Question 8: From the top of a 100 m tall lighthouse, the angle of depression to a boat at sea is $12^\circ$. How far is the boat from the base of the lighthouse?
Show Answer
Solution: The angle of depression from the top is equal to the angle of elevation from the boat. The lighthouse height is the Opposite side (100 m) and the distance to the boat is the Adjacent side (let’s call it $d$). We use TOA.
$\tan(12^\circ) = \frac{100}{d}$
$d = \frac{100}{\tan(12^\circ)} \approx 470.46$ m.
Question 9: You know a right-angled triangle has a $30^\circ$ angle and the side opposite it is 5 cm long.
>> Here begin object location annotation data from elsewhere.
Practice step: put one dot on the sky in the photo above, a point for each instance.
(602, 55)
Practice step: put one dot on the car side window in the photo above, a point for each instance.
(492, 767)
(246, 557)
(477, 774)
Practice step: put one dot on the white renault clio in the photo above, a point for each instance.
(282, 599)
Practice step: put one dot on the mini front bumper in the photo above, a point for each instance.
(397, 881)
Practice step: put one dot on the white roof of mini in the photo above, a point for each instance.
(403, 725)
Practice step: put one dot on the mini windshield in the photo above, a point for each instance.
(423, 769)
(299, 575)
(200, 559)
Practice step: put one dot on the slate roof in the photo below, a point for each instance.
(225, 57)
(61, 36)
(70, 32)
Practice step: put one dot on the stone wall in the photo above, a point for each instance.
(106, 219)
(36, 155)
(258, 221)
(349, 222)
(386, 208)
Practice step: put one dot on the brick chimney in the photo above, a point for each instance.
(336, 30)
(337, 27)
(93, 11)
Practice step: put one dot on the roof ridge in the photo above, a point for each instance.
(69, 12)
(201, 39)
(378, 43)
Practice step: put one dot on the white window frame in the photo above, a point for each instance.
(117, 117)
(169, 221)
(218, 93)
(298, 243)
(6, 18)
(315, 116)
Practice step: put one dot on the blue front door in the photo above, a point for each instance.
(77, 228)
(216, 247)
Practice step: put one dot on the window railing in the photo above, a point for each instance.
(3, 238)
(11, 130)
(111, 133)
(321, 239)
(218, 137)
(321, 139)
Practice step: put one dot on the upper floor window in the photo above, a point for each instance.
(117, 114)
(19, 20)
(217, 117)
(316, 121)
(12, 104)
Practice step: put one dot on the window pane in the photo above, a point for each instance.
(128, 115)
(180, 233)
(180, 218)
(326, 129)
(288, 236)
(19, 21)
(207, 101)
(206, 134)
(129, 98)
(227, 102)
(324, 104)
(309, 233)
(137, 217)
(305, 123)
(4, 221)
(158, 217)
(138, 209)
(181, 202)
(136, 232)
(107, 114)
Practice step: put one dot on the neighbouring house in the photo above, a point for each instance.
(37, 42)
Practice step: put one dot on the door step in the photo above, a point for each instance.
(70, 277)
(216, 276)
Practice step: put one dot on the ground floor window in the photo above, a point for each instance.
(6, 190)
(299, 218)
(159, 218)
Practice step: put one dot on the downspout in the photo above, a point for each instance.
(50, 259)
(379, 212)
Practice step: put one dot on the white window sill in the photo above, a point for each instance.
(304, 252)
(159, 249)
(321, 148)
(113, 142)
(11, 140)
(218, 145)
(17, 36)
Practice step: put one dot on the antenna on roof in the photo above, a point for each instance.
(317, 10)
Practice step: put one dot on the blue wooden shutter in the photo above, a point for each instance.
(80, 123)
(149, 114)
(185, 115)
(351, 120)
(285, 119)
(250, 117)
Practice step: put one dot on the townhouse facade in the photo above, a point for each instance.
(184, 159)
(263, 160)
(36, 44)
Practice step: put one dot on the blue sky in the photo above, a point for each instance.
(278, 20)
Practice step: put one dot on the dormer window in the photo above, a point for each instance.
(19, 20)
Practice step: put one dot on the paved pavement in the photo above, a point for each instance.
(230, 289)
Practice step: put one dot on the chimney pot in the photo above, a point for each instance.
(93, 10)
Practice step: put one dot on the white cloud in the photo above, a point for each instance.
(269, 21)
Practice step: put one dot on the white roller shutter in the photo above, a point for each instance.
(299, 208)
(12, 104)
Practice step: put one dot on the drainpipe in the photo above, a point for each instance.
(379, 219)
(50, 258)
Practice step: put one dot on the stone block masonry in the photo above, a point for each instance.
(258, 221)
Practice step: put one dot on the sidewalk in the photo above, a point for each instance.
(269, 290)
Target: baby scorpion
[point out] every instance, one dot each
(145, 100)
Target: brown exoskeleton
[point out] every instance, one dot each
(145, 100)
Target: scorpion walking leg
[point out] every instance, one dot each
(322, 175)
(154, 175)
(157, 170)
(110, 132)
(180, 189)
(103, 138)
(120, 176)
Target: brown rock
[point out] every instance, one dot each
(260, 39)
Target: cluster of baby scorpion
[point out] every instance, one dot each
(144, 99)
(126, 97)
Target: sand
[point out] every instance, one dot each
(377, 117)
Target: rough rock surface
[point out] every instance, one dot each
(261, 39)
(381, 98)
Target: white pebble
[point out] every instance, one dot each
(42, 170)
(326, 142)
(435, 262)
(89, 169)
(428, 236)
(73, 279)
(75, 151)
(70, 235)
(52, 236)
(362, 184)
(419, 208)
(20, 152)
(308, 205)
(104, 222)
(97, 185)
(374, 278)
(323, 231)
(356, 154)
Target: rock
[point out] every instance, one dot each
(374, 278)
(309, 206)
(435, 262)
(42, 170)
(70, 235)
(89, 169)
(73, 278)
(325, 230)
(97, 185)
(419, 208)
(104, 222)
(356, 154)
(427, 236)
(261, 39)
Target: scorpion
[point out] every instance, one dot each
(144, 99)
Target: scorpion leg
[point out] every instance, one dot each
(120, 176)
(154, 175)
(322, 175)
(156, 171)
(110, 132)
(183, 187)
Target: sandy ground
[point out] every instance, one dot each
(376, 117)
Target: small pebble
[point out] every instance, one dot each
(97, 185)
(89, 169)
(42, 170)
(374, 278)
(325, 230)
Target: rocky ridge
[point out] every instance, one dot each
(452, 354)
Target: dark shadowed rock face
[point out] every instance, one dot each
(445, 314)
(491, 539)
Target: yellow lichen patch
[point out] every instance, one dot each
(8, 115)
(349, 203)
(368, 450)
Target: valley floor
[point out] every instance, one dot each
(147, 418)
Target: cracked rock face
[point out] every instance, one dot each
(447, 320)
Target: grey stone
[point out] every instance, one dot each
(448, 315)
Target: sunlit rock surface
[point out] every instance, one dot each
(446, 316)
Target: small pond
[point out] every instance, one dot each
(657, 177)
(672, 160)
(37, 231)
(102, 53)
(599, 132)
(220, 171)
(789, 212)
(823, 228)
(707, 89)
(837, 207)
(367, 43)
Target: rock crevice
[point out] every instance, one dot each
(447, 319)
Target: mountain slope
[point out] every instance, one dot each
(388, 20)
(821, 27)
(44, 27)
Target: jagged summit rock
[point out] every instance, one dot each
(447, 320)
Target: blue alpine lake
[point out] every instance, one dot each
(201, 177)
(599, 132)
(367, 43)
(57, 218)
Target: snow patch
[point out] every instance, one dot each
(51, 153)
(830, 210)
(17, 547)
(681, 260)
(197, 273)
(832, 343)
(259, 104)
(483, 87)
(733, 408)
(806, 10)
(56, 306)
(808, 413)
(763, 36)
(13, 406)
Find the lengths of the other two sides.
Show Answer
Solution: We have O=5 and $\theta=30^\circ$.
Find Hypotenuse (H) using SOH:
$\sin(30^\circ) = \frac{5}{H} \Rightarrow H = \frac{5}{\sin(30^\circ)} = \frac{5}{0.5} = 10$ cm.
Find Adjacent (A) using TOA:
$\tan(30^\circ) = \frac{5}{A} \Rightarrow A = \frac{5}{\tan(30^\circ)} \approx 8.66$ cm.
Question 10 (IB Exam Style Question): A communications tower is supported by two guy wires on opposite sides. Both wires are attached to the ground at the same distance from the base of the tower. Wire 1 is 80 m long and makes an angle of $60^\circ$ with the ground. Wire 2 makes an angle of $45^\circ$ with the ground.
a) Find the height, $h$, at which the wires are attached to the tower.
b) Find the length of Wire 2.
c) Find the distance from the base of the tower to where the wires are attached to the ground.
Show Answer
Solution:
a) Find the height (h): We use the information from Wire 1. We have the Hypotenuse (80 m) and the angle ($60^\circ$), and we want the Opposite side (h). Use SOH.
$\sin(60^\circ) = \frac{h}{80}$
$h = 80 \times \sin(60^\circ) \approx 69.28$ m.
b) Find the length of Wire 2 (L2): Now we look at the triangle for Wire 2. We know the height (Opposite side) is $h \approx 69.28$ m and the angle is $45^\circ$. We want the Hypotenuse (L2). Use SOH again.
$\sin(45^\circ) = \frac{69.28}{L2}$
$L2 = \frac{69.28}{\sin(45^\circ)} \approx 98.00$ m.
c) Find the distance from the base (d): We can use either triangle. Let’s use Wire 1’s triangle. We want the Adjacent side (d). We have H=80 and the angle is $60^\circ$. Use CAH.
$\cos(60^\circ) = \frac{d}{80}$
$d = 80 \times \cos(60^\circ) = 80 \times 0.5 = 40$ m.